The spread was fatter than on other debt with top credit. For example, a Microsoft Corp. bond maturing in 2052 traded in late August at around 80 basis points above Treasuries, according to Trace pricing data. Some analysts compare recovery bonds to securitizations. American Express Co. credit-card debt sold in August offered 57 basis points above Treasuries on a top-rated three-year tranche.
“If you want something that’s rock solid, where you don’t have too much to worry about over long periods, there’s really nothing else,” said Weili Chen, head of commercial asset-backed securities at Standard Chartered, who formerly analyzed recovery debt at S&P Global Ratings.
“There’s the credit protection, there’s the absence of political interference, there’s the obligation of all ratepayers, and finally there’s this superior return over long time periods,” he said.

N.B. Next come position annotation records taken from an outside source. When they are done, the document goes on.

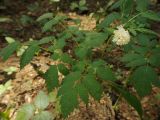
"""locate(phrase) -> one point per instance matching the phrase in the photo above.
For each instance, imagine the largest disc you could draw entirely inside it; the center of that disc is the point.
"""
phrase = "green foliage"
(83, 60)
(5, 87)
(40, 103)
(44, 115)
(9, 50)
(51, 78)
(28, 55)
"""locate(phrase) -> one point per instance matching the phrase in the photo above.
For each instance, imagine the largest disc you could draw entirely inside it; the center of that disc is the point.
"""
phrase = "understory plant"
(84, 72)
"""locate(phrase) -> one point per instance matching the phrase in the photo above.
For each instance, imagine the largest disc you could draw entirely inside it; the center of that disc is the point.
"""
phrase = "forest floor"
(26, 83)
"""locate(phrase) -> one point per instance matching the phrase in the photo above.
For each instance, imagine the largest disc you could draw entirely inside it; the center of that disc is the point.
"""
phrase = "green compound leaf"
(105, 73)
(28, 55)
(83, 93)
(63, 69)
(108, 20)
(9, 50)
(44, 115)
(93, 86)
(68, 102)
(41, 101)
(51, 78)
(142, 78)
(25, 112)
(94, 39)
(45, 40)
(154, 60)
(142, 5)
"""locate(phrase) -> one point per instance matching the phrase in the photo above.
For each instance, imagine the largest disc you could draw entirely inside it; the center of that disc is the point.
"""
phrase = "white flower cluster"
(121, 36)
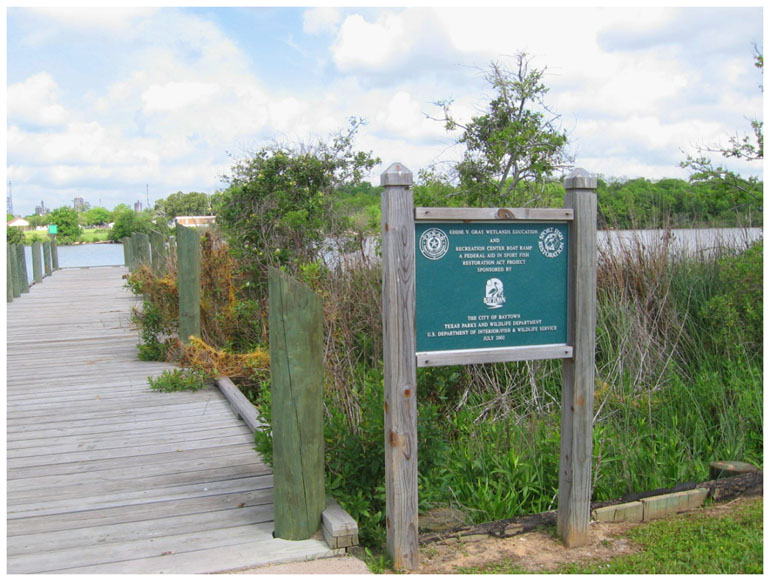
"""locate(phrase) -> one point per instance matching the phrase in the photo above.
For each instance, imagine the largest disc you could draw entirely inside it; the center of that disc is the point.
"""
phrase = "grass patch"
(694, 543)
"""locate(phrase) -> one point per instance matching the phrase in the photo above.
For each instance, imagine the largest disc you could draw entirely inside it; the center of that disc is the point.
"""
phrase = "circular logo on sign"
(551, 242)
(434, 243)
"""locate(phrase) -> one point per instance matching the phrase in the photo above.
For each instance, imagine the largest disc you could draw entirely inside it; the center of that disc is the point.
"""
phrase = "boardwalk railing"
(45, 257)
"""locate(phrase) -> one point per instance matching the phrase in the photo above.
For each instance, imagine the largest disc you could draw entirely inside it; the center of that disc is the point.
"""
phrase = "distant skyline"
(125, 104)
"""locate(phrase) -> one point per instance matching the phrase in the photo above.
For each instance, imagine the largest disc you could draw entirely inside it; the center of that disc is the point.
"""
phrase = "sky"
(118, 105)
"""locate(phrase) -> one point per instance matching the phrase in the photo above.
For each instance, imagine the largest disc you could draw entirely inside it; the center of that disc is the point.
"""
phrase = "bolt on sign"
(493, 285)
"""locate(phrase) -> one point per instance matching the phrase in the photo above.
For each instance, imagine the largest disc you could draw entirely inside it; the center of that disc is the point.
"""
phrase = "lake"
(689, 240)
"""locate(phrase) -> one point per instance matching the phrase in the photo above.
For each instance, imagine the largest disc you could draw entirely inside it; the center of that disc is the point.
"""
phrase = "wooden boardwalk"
(107, 476)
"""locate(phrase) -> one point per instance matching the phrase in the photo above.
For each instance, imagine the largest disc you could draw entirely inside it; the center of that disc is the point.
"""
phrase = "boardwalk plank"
(106, 476)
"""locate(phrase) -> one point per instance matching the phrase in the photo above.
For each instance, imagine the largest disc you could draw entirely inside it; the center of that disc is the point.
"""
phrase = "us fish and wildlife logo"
(434, 243)
(551, 242)
(494, 297)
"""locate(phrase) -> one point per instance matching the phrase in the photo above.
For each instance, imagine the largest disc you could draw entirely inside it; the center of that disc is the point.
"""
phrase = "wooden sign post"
(486, 285)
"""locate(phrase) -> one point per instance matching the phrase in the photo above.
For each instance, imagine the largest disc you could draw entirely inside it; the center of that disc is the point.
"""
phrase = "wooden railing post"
(54, 255)
(189, 282)
(21, 260)
(126, 246)
(296, 372)
(158, 251)
(14, 269)
(47, 258)
(400, 366)
(142, 249)
(37, 262)
(577, 408)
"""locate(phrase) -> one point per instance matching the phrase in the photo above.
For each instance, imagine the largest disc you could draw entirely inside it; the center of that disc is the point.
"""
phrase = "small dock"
(106, 476)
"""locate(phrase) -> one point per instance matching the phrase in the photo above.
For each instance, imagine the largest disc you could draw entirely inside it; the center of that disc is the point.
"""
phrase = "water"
(81, 255)
(689, 240)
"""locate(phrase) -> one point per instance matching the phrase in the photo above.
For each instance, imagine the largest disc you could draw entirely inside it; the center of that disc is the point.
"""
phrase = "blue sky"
(117, 105)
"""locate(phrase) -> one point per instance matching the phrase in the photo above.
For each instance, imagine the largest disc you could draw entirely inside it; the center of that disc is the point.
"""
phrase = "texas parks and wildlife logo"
(434, 243)
(551, 242)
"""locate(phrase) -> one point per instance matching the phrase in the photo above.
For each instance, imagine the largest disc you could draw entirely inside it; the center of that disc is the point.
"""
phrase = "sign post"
(487, 285)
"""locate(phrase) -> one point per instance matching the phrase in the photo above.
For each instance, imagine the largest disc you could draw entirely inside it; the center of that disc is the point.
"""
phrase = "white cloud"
(35, 102)
(175, 95)
(320, 20)
(365, 45)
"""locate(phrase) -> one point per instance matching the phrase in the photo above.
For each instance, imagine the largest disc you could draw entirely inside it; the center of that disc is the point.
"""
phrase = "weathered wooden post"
(189, 282)
(142, 249)
(398, 298)
(296, 371)
(574, 511)
(14, 271)
(158, 250)
(47, 266)
(21, 260)
(37, 262)
(54, 255)
(126, 245)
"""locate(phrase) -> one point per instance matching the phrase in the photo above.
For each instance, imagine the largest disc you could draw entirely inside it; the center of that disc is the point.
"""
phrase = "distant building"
(18, 223)
(193, 221)
(80, 205)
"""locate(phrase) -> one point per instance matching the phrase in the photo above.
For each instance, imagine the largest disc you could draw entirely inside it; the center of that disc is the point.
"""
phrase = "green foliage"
(180, 204)
(67, 221)
(179, 380)
(736, 311)
(14, 235)
(516, 142)
(738, 190)
(279, 206)
(97, 216)
(694, 543)
(126, 222)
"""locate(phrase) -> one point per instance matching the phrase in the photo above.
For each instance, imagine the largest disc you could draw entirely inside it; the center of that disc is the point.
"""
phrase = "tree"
(96, 216)
(66, 220)
(747, 147)
(179, 204)
(126, 222)
(516, 141)
(279, 205)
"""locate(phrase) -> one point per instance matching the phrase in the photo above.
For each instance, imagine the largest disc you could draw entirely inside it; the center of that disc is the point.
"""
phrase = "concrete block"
(666, 504)
(626, 512)
(338, 527)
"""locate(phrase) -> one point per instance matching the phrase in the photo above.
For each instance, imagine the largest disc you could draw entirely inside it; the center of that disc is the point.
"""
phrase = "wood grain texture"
(493, 214)
(296, 372)
(37, 262)
(574, 510)
(400, 369)
(106, 476)
(189, 282)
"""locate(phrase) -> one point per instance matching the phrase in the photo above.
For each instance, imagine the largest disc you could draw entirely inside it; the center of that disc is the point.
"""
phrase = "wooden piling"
(21, 260)
(13, 275)
(158, 251)
(37, 262)
(141, 249)
(577, 408)
(54, 254)
(400, 366)
(47, 265)
(296, 370)
(189, 282)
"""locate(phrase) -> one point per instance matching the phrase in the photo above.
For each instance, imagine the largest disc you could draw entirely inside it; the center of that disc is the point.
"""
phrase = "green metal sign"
(486, 285)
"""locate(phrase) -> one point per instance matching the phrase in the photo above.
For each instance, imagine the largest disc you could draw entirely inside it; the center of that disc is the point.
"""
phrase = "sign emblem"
(551, 242)
(493, 296)
(434, 243)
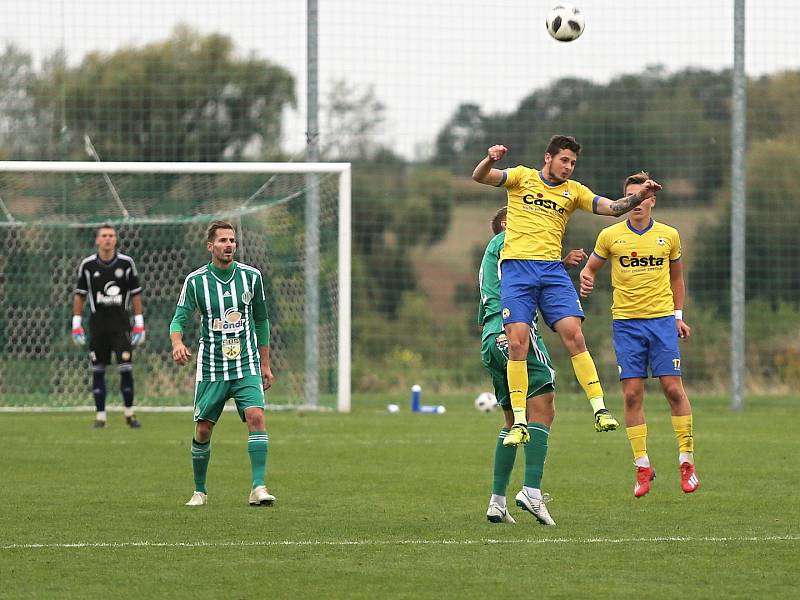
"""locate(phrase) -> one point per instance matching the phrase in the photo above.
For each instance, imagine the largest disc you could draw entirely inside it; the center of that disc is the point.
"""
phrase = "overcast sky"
(425, 57)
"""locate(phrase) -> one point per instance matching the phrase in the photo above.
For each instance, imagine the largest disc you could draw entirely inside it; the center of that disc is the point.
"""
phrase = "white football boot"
(259, 496)
(198, 499)
(498, 514)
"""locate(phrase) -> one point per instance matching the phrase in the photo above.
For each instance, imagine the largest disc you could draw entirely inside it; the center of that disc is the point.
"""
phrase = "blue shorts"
(643, 343)
(528, 285)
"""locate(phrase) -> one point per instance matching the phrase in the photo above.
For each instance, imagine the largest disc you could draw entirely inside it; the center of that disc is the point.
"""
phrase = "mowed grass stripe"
(600, 540)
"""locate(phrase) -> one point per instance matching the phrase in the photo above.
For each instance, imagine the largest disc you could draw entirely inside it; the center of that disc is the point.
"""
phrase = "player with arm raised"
(533, 276)
(649, 295)
(110, 282)
(232, 355)
(540, 402)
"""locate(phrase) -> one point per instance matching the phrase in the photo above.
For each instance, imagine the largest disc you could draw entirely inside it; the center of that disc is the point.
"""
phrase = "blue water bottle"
(416, 397)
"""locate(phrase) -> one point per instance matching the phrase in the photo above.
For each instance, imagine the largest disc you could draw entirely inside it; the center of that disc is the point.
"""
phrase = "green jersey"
(489, 310)
(233, 311)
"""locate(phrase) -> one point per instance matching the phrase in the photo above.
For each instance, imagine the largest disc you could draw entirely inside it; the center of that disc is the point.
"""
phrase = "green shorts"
(541, 375)
(210, 397)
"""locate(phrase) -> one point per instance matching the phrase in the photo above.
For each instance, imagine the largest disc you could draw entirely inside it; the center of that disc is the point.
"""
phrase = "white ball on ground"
(565, 23)
(486, 402)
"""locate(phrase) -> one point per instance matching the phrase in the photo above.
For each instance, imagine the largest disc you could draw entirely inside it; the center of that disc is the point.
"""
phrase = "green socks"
(257, 444)
(503, 464)
(201, 454)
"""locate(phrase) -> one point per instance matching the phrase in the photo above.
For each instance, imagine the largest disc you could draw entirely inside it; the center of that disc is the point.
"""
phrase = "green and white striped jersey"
(231, 303)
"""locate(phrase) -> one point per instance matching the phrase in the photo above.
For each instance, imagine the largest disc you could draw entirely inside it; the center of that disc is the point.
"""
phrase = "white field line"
(478, 542)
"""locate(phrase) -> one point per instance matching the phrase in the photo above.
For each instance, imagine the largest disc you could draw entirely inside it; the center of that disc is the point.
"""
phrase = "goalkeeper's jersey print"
(538, 211)
(229, 306)
(489, 308)
(640, 272)
(108, 288)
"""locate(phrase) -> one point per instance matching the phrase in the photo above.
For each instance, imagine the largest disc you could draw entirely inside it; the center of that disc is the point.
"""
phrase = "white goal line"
(478, 542)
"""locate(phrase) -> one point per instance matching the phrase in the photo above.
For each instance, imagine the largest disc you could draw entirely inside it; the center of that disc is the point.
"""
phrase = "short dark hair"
(104, 226)
(498, 217)
(211, 232)
(563, 142)
(638, 178)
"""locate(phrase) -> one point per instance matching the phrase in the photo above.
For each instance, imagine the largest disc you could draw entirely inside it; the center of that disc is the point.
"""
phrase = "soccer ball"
(565, 23)
(486, 402)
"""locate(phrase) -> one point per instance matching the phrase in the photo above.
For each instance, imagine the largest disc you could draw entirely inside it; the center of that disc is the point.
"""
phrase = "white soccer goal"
(294, 222)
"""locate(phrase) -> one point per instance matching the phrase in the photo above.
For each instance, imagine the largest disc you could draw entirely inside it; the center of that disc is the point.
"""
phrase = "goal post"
(49, 212)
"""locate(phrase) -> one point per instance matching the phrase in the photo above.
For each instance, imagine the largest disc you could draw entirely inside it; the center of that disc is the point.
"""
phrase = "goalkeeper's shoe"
(498, 514)
(259, 496)
(603, 421)
(689, 479)
(644, 475)
(198, 499)
(535, 506)
(517, 435)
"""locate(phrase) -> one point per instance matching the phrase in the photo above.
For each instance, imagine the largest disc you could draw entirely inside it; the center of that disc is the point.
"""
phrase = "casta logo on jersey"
(232, 323)
(543, 203)
(641, 261)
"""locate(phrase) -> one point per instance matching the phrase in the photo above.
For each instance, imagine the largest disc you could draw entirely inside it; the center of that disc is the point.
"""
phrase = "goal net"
(293, 223)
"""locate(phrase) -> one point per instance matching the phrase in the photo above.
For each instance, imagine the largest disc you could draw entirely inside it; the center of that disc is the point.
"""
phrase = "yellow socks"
(637, 436)
(517, 375)
(586, 374)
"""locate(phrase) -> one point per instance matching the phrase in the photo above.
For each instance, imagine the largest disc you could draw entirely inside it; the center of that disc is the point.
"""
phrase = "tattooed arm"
(615, 208)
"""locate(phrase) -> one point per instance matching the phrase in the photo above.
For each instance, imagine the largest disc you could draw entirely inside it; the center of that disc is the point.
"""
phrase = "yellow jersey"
(640, 262)
(538, 211)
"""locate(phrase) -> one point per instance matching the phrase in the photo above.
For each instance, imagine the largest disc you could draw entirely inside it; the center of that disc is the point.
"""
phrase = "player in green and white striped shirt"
(232, 357)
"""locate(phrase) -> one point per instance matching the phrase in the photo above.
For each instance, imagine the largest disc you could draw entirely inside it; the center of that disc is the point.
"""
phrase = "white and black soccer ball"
(486, 402)
(565, 23)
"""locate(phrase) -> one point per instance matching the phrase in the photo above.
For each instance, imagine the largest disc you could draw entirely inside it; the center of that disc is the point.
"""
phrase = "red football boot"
(644, 475)
(689, 480)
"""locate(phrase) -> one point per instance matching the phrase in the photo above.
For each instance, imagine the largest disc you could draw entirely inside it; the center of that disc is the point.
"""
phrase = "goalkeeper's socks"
(126, 387)
(517, 374)
(201, 455)
(99, 390)
(257, 448)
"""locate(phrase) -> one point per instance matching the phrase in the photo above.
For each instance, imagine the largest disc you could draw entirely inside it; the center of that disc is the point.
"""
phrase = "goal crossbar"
(341, 169)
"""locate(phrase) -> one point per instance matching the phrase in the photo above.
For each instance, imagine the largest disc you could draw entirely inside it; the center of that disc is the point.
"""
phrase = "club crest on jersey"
(111, 295)
(231, 348)
(231, 323)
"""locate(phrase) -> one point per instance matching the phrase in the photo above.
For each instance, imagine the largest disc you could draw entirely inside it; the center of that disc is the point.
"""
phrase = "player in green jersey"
(232, 357)
(541, 389)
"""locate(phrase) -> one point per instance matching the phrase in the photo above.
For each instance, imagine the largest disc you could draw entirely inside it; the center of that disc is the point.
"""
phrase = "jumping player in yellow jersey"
(539, 205)
(647, 277)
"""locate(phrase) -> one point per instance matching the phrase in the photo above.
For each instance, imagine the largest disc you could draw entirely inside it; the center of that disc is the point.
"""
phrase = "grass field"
(372, 505)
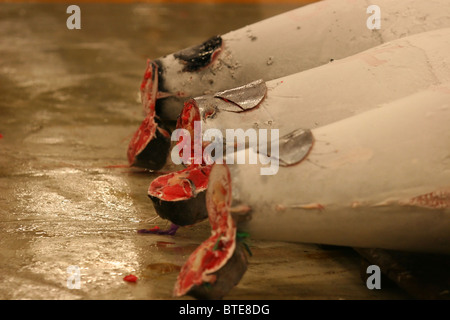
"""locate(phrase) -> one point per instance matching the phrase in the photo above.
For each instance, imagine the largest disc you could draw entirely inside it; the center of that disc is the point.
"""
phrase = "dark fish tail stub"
(149, 146)
(180, 196)
(219, 263)
(200, 56)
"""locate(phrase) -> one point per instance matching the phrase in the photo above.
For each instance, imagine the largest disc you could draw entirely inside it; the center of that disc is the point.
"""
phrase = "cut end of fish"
(149, 87)
(219, 263)
(180, 196)
(149, 146)
(198, 57)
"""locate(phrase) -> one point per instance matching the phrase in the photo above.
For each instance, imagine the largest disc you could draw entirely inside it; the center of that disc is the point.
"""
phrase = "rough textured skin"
(226, 278)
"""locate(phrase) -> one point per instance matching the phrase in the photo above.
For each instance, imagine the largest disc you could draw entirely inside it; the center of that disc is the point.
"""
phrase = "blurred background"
(69, 103)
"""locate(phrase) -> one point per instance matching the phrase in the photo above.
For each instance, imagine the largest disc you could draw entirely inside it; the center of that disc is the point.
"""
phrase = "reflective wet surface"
(69, 104)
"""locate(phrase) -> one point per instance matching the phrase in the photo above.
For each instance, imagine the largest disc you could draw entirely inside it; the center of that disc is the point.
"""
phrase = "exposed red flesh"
(149, 87)
(186, 120)
(180, 185)
(214, 253)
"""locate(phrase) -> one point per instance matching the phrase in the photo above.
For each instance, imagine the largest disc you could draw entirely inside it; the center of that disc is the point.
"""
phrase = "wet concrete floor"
(68, 106)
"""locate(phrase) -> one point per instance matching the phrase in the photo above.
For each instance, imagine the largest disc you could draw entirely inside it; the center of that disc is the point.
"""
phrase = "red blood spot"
(130, 278)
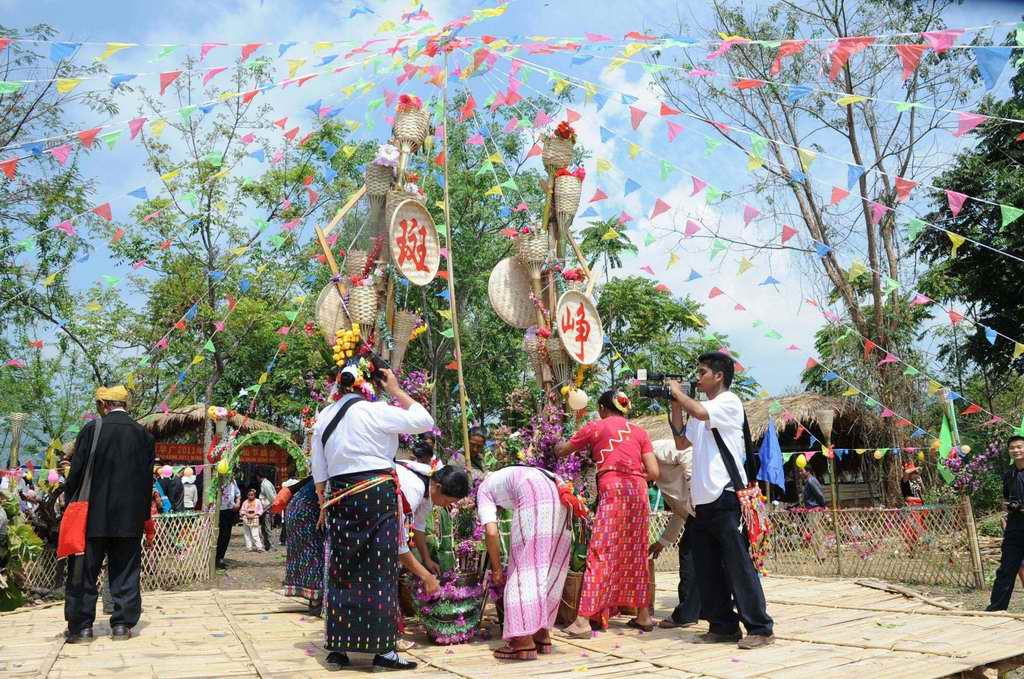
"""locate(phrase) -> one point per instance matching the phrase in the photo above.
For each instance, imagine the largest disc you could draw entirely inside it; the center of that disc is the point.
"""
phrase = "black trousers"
(688, 609)
(227, 519)
(727, 578)
(124, 562)
(1010, 563)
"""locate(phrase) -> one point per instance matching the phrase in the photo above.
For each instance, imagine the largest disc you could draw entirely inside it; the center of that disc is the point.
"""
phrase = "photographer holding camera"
(1013, 535)
(353, 447)
(725, 571)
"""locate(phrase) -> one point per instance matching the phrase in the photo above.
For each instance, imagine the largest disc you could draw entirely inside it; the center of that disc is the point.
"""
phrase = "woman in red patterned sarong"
(616, 558)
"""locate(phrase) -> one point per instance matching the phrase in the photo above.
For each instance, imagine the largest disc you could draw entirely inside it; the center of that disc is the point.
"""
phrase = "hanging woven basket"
(557, 154)
(567, 192)
(363, 305)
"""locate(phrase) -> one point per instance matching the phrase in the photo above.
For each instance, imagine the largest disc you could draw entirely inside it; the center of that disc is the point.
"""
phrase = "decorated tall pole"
(463, 401)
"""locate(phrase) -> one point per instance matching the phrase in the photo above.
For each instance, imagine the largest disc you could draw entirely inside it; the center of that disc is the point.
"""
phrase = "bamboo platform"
(824, 628)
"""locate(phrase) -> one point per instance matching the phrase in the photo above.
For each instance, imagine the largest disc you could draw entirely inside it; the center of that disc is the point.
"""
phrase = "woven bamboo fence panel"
(179, 556)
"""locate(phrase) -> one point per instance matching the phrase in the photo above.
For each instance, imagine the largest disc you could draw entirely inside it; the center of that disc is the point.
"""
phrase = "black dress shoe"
(82, 636)
(382, 663)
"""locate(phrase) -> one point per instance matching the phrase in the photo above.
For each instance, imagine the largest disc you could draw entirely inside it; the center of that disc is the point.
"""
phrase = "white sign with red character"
(415, 248)
(580, 327)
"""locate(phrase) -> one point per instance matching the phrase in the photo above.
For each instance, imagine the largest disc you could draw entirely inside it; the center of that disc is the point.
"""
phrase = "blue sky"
(276, 20)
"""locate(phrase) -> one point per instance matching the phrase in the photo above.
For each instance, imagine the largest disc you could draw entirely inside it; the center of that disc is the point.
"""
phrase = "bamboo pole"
(453, 306)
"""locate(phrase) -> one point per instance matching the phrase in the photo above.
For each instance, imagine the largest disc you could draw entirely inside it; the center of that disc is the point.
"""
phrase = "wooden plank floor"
(824, 628)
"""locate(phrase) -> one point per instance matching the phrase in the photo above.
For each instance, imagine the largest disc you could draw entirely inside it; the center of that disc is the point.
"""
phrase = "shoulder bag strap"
(83, 491)
(337, 418)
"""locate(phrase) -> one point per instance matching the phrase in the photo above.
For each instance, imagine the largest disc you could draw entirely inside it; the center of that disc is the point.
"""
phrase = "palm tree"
(603, 240)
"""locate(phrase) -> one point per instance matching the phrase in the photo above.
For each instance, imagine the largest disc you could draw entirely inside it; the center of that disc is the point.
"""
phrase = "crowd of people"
(361, 513)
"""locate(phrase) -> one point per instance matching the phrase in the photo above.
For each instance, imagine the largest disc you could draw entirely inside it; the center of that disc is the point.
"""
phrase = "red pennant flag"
(166, 79)
(668, 111)
(909, 56)
(637, 116)
(247, 50)
(660, 207)
(88, 137)
(9, 167)
(903, 188)
(103, 211)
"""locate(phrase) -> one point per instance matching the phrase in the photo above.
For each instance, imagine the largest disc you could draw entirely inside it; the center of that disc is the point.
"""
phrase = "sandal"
(637, 626)
(507, 652)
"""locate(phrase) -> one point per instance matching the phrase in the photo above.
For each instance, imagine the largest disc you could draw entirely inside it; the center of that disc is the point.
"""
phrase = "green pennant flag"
(1010, 213)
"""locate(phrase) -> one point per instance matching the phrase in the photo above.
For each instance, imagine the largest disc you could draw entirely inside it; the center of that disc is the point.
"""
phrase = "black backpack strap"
(337, 418)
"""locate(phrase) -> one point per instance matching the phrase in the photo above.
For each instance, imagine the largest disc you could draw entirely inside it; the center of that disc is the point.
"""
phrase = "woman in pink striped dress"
(540, 542)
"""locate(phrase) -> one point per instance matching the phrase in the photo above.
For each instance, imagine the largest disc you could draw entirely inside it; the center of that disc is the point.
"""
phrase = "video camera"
(652, 384)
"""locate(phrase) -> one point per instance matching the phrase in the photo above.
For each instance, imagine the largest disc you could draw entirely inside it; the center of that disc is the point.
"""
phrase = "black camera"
(652, 385)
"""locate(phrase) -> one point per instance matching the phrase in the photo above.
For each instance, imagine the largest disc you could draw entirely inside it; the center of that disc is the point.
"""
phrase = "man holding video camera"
(726, 575)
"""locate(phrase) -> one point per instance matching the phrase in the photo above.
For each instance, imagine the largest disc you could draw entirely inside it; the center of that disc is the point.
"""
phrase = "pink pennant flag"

In addition to BlackRock, Citadel Advisors and Pimco, State Farm Insurance Co. and Travelers bought the Oklahoma debt, according to deal documents given to Bloomberg by Bob Anthony, a member
of the Oklahoma Corporation Commission, which approved the financing order for the bonds.
BlackRock, Pimco and Citadel declined to comment, as did State Farm and Travelers. The securities do carry some risk. Moody’s Investors Service cited the possibility of a severe drop in the ratepayer base, although it called that a “low probability” threat.
And while the lack of a deep market may help explain the relatively wide spreads, this year’s issuance surge may alleviate some of that risk by expanding secondary trading.
“Greater volume gives investors comfort that this is an asset class that’s going to be active for the foreseeable future,” said Isaac Sine, a managing director on the public-finance team at JPMorgan Chase & Co., which managed one of the Oklahoma sales.
This year’s issuance jolt is about more than Uri. In May, utility PG&E sold a $3.6 billion bond to recover losses caused by the wildfires that devastated California in 2017. Other issuers are planning recovery bonds unrelated to natural disasters. A CenterPoint Energy unit in Indiana, for example, has been seeking a securitization to recoup the costs of retiring a coal plant and invest in renewables.
In a world confronting the threat of climate change, it’s a corner of the bond market that may keep expanding.